Les pays du Golfe ont vivement condamné les frappes iraniennes menées samedi contre des infrastructures civiles au Koweït, en Jordanie et à Bahreïn, les qualifiant de « crimes de guerre » et de « violation du droit international ». Le Conseil de coopération du Golfe (CCG), qui regroupe l’Arabie saoudite, les Émirats arabes unis, le Qatar, Oman, le Koweït et Bahreïn, a dénoncé des attaques ayant notamment touché une centrale électrique et de dessalement d’eau au Koweït, privant des milliers de foyers d’électricité et d’eau potable.
Ces frappes interviennent dans le cadre de la septième nuit consécutive d’affrontements entre les États-Unis et l’Iran, qui ont étendu le conflit au-delà des frontières irakiennes et syriennes. Téhéran a multiplié les tirs de missiles et de drones en direction de plusieurs monarchies du Golfe, visant des sites stratégiques civils. Selon les autorités koweïtiennes, l’attaque contre la centrale de dessalement a provoqué une interruption partielle de l’approvisionnement en eau dans la région de la capitale, Koweït City, tandis que des frappes en Jordanie ont endommagé des installations électriques près d’Amman.
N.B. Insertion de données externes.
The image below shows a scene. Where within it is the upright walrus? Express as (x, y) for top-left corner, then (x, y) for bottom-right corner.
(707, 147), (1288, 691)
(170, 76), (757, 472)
Le CCG a appelé la communauté internationale à « prendre ses responsabilités » face à ce qu’il considère comme une escalade dangereuse. « Cibler délibérément des infrastructures civiles essentielles à la survie des populations constitue un crime de guerre au regard du droit humanitaire international », a déclaré un porte-parole de l’organisation dans un communiqué publié samedi soir. Les États membres ont également réaffirmé leur soutien à la « souveraineté et à l’intégrité territoriale » des pays touchés.
De son côté, Bahreïn a annoncé avoir repoussé une nouvelle attaque iranienne dans la nuit de samedi à dimanche, sans préciser la nature de la menace. Le royaume, qui abrite la cinquième flotte américaine, est régulièrement la cible de tirs de missiles balistiques et de drones depuis le début de l’offensive américaine contre l’Iran il y a une semaine. Les autorités bahreïnies ont renforcé la protection de leurs installations pétrolières et portuaires, tandis que les écoles et les administrations restent fermées par mesure de précaution.
Cette escalade régionale survient alors que le président libanais doit rencontrer Donald Trump à Washington en début de semaine, dans l’espoir d’obtenir une médiation américaine pour éviter un embrasement généralisé. Le Liban, déjà fragilisé par une crise économique et politique, craint d’être entraîné dans le conflit en raison de la présence du Hezbollah, allié de l’Iran, à sa frontière sud. Les discussions devraient porter sur un cessez-le-feu et sur la protection des civils.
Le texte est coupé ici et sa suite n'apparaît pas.